Kluzik-Rostkowska powiedziała w rozmowie, iż "rozumie, że są ludzie, dla których in vitro jest nie do przyjęcia". Nie chciała jednak rozmawiać na ten temat przed powołaniem jej na wiceministra pracy i polityki społecznej.
"Jestem pełna szacunku dla premiera Marcinkiewicza, który zdecydował, bym zajęła się sprawami rodziny w jego rządzie, mimo że różnimy się poglądami" - powiedziała. Dodała, że czeka przed nią dużo pracy nad problemami, które "nie są kontrowersyjne". "Jest sfera związana z pracą kobiet i bardzo poważna kwestia przemocy w rodzinie oraz edukacji dzieci na wsiach, gdzie tylko 10 proc. z nich chodzi do przedszkola. Liczę na to, że tutaj będę miała sojuszników" - powiedziała Kluzik-Rostkowska.
Zaznaczyła jednak, że nie zmieni zdania na temat in vitro. "Mam 42 lata i swoje poglądy.

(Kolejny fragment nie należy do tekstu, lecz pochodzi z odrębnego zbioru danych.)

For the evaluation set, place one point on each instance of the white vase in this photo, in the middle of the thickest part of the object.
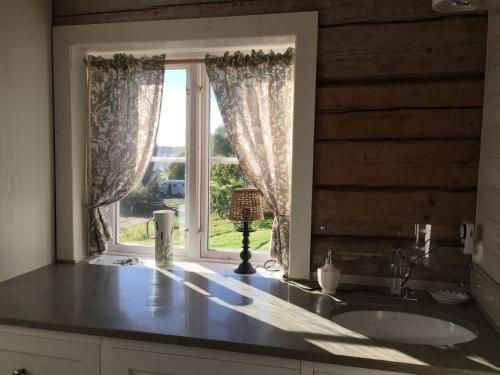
(164, 237)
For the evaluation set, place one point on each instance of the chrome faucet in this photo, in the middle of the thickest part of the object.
(396, 272)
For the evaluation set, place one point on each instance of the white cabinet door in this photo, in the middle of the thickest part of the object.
(47, 353)
(123, 357)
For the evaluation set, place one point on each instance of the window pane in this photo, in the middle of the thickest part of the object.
(163, 185)
(225, 174)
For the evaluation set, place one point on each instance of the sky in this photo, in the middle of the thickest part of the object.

Na pewno ich nie zmienię" - zapewniła.
Przedstawiając w ubiegłym tygodniu w Sejmie expose Marcinkiewicz zapowiedział m.in. "podniesienie dodatku z tytułu urodzenia dziecka zwanego +becikowym+". Zadeklarował też wydłużenie urlopu macierzyńskiego, ulgę na dzieci w podatku dochodowym dla rodzin uprawnionych do zasiłku rodzinnego, podwyższenie zasiłków rodzinnych w ramach ustawy o świadczeniach rodzinnych oraz program dożywiania dzieci. Według nieoficjalnych informacji ze źródeł zbliżonych do rządu, szacuje się, że wydatki na politykę socjalną w 2006 roku wynikającą z programu rządu wyniosą około 2 mld zł.
Wiceminister ds. rodziny, oprócz tą problematyką miałaby przejąć także dotychczasowe kompetencje pełnomocnika rządu ds. równego statusu kobiet i mężczyzn.
W grudniu ub. roku pojawił się pomysł, by pełnomocnika "umocować" przy Ministerstwie Polityki Społecznej. Poprzedni rząd wycofał się z tej decyzji. Protestowały wówczas polskie, ale także europejskie organizacje. Minister Magdalena Środa, a wcześniej Izabela Jaruga- Nowacka, które pełniły funkcję pełnomocnika były w randze ministra. O zlikwidowaniu biura pełnomocnika i przeniesieniu jego zadań do MPiPS zdecydował rząd Marcinkiewicza 3 listopada.
Do zadań biura pełnomocnika rządu ds. równego statusu należało przeciwdziałanie dyskryminacji nie tylko ze względu na płeć, ale także ze względu na rasę i pochodzenie etniczne, religię i przekonania, wiek i orientację seksualną, niepełnosprawność.